Alguns departamentos econômicos de bancos de investimento passaram a sugerir que talvez, quem sabe, o Copom tenderia a assumir uma posição ainda mais conservadora na reunião dos dias 30 e 31 de janeiro, revendo o anúncio anterior de perseverar em cortes de meio ponto percentual durante as reuniões previstas para o primeiro semestre. O argumento central, neste caso, estaria relacionado ao comportamento dos preços dos chamados “serviços subjacentes”, que exclui comunicações, cursos regulares e passagens aéreas. O indicador registrou elevação de 0,68% nas quatro semanas encerradas em 14 de janeiro, diante de 0,51% em todo o mês de dezembro, conforme o Índice Nacional de Preços ao Consumidor Amplo 15 (IPCA-15) de janeiro. A previsão dos mercados para a inflação dos “serviços subjacentes” girava ao redor de 0,45%. Supor uma inflexão ainda mais dura nos rumos da política monetária por conta da flutuação acima do esperado de um dos componentes da taxa de inflação em um único mês parece excessivo e mostra que o lobby dos juros altos continua em plena atividade, a despeito do processo já prolongado de “desinflação”, quer dizer, de esvaziamento das pressões que haviam contribuído para a alta da inflação em 2022.

Balanço

  • Parte dos focos de alta entre os itens que formam o segmento de “serviços subjacentes” parece ter vindo dos preços de serviços associados a veículos, alugueis e taxas de condomínio, mas com contribuição ainda de serviços médicos e de beleza, além de cuidados pessoais. Artigos de higiene pessoal, por exemplo, haviam experimentado variação de 0,19% em dezembro e passaram a subir 0,58% entre a segunda quinzena daquele mês e a primeira quinzena de janeiro. Essa alta explicou praticamente 7,4% do IPCA-15 deste mês.
  • O IPCA-15 de janeiro, como divulgado pelo Instituto Brasileiro de Geografia e Estatística (IBGE) na semana passada, alcançou 0,31%. A despeito de toda a atoarda dos mercados, o índice ficou abaixo tanto da taxa de 0,40% registrada pelo IPCA-15 de dezembro quanto da alta de 0,56% alcançada pelo IPCA nos 30 dias do mês passado. O argumento sacado pelos mercados, neste caso, registra que a redução se deveu exclusivamente ao tombo nos preços das passagens aéreas, que de fato haviam se constituído num forte foco de pressão inflacionária nas semanas finais do ano passado.
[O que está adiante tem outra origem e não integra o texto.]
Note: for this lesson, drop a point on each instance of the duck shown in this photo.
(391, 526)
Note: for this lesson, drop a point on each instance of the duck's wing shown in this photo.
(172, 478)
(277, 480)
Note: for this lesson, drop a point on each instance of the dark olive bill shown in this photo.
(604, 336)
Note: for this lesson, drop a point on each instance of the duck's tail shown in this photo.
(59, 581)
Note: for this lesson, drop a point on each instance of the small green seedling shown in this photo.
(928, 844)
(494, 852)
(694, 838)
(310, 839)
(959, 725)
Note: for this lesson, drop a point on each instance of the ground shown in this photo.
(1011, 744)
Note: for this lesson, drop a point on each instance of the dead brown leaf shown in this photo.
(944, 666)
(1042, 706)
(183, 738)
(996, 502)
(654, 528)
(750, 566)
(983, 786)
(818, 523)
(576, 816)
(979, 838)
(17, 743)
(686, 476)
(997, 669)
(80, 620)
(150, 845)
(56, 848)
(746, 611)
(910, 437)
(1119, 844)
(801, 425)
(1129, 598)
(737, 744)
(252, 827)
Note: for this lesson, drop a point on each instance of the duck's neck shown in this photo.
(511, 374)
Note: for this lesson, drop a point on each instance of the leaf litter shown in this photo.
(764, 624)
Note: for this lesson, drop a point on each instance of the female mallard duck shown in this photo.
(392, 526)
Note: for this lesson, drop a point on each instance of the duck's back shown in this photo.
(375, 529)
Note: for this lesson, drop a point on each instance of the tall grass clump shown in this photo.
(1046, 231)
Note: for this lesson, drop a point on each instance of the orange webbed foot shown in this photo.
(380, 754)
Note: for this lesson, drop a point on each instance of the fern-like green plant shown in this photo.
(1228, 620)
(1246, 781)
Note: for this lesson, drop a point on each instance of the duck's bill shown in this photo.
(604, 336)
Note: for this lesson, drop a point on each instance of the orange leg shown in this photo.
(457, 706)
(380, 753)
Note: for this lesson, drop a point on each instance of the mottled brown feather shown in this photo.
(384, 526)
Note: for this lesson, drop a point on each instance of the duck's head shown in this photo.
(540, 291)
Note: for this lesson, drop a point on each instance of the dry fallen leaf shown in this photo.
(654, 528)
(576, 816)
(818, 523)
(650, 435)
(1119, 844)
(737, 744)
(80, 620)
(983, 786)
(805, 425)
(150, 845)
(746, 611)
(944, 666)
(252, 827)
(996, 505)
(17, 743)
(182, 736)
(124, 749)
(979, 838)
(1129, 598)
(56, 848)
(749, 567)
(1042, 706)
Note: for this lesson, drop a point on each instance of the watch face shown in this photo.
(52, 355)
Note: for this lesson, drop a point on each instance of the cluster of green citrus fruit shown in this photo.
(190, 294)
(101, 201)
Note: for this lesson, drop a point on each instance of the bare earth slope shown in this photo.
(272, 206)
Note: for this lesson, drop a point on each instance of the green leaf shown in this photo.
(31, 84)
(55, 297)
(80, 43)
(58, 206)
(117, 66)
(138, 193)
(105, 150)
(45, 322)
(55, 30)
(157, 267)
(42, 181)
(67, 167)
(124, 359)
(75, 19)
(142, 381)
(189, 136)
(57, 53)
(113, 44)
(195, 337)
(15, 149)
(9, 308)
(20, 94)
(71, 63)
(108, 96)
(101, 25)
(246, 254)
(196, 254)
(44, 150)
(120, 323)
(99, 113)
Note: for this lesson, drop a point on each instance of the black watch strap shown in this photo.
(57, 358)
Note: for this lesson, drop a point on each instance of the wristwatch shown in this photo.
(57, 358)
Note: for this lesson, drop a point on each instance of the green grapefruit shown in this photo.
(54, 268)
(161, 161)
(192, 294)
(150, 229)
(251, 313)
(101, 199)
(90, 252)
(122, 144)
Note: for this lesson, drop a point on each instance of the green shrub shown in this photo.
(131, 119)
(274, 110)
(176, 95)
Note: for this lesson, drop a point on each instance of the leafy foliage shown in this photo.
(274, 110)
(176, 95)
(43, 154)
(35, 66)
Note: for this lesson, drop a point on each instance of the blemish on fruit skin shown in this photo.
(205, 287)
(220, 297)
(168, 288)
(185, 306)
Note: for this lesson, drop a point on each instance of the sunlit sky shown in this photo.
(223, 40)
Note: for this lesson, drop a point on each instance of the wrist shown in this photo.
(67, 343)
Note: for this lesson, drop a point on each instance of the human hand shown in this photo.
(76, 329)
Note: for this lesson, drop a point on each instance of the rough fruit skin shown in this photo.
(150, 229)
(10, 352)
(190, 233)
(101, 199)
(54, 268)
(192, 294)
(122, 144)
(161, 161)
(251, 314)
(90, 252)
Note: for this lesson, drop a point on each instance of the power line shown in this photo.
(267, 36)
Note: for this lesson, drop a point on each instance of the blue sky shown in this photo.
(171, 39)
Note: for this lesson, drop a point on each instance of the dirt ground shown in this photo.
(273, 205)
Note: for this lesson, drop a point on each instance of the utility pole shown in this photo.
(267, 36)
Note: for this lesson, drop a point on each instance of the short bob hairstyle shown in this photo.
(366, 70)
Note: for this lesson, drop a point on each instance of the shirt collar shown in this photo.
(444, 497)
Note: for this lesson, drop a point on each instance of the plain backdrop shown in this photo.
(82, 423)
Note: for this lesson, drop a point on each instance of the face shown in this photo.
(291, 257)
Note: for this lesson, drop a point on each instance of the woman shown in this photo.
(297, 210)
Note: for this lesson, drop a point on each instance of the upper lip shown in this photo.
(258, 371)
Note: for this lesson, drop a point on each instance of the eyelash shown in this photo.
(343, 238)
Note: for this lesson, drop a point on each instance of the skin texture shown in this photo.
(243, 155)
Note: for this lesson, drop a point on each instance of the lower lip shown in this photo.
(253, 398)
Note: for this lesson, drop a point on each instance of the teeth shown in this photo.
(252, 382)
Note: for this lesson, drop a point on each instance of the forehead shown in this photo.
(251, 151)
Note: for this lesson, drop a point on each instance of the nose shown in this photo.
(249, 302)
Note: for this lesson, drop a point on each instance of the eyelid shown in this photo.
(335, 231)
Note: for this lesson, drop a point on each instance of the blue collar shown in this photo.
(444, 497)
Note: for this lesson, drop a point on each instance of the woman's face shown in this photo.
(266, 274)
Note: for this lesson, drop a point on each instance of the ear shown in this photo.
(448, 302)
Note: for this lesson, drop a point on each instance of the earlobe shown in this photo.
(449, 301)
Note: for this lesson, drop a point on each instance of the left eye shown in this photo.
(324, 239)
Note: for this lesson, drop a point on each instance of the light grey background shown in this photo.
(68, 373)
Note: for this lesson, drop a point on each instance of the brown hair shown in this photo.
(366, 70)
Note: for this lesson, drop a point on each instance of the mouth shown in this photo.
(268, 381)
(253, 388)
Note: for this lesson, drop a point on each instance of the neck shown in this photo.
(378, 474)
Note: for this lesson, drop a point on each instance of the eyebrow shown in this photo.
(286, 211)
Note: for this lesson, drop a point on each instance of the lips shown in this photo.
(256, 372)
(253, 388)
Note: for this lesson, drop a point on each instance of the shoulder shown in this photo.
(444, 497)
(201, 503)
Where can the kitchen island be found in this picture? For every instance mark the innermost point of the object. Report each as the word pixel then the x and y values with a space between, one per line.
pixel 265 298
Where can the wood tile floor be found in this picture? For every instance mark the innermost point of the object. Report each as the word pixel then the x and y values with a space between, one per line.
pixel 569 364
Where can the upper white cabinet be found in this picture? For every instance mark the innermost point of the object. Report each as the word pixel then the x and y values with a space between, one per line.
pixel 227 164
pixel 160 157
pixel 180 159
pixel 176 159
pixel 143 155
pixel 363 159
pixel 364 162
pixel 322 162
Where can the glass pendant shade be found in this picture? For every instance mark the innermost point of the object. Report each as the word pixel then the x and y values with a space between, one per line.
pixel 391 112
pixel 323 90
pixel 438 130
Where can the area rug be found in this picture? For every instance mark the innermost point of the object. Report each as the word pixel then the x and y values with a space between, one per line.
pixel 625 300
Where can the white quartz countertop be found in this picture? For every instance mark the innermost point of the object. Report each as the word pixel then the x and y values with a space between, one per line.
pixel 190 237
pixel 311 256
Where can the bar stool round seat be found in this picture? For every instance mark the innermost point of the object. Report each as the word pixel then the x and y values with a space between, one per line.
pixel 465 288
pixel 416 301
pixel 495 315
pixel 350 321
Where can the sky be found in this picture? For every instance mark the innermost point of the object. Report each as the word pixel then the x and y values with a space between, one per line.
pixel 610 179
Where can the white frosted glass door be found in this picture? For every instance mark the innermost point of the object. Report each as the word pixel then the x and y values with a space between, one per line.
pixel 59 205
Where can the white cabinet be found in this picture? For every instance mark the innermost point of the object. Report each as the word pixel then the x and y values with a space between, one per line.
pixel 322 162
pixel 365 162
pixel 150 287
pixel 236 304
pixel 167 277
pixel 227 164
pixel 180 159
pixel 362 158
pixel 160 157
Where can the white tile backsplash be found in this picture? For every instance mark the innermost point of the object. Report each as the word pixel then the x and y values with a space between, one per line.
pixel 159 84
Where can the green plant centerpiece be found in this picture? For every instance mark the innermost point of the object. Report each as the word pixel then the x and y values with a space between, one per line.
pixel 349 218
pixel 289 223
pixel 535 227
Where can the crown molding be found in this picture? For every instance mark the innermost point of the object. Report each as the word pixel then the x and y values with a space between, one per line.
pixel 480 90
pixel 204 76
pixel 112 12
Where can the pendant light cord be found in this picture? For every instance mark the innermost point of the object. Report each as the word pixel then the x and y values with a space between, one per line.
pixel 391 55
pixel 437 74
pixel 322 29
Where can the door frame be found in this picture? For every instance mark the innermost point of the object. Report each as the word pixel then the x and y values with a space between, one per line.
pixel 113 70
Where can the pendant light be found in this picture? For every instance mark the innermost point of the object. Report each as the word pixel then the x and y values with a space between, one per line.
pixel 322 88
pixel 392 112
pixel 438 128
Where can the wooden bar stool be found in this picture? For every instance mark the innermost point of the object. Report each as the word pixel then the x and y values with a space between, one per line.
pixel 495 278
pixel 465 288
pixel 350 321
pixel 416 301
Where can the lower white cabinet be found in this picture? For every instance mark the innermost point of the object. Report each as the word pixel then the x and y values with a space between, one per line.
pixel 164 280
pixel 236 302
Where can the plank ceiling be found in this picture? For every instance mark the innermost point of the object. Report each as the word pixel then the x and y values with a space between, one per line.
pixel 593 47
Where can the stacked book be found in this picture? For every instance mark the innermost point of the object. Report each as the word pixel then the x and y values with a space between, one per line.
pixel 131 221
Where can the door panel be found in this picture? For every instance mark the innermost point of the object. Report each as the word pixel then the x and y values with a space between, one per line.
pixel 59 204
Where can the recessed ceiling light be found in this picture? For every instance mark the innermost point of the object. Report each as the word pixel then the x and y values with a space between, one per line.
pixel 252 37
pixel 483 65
  • Em dezembro, de fato, as passagens haviam experimentado salto de 8,87% e responderam por 14,1% do IPCA mensal. O item, de roda forma, já demonstrava desaceleração em relação aos meses anteriores, quando a alta havia sido de dois dígitos antes da vírgula. Mas nas duas primeiras semanas de janeiro, nos registros do IPCA-15, aqueles preços sofreram queda de 15,24% (permitindo pressupor que o fechamento do mês tenderá a trazer preços de passagens ainda mais baixos por conta da metodologia adotada no cálculo da inflação).
  • O grupo alimentação no domicílio respondeu por quase toda a inflação acumulada entre 15 de dezembro e 14 de janeiro ao subir 2,04% (saindo de variação de 1,34% nas quatro semanas de dezembro). Praticamente dois terços da alta dos alimentos concentraram-se em itens como batata-inglesa, tomate, arroz, frutas e carnes (que somados responderam ainda por 65,8% do IPCA-15 total).
  • Numa estimativa da coluna, com exclusão da alimentação em domicílio, energia (que recuou 0,14%), combustíveis (baixa de 0,63%) e passagens aéreas, os demais preços demonstraram desaceleração, saindo de variação de 0,29% em dezembro para 0,21% nas quatro semanas encerradas na primeira quinzena de janeiro. O cenário, portanto, continua favorável à uma continuidade da tendência de “desinflação”.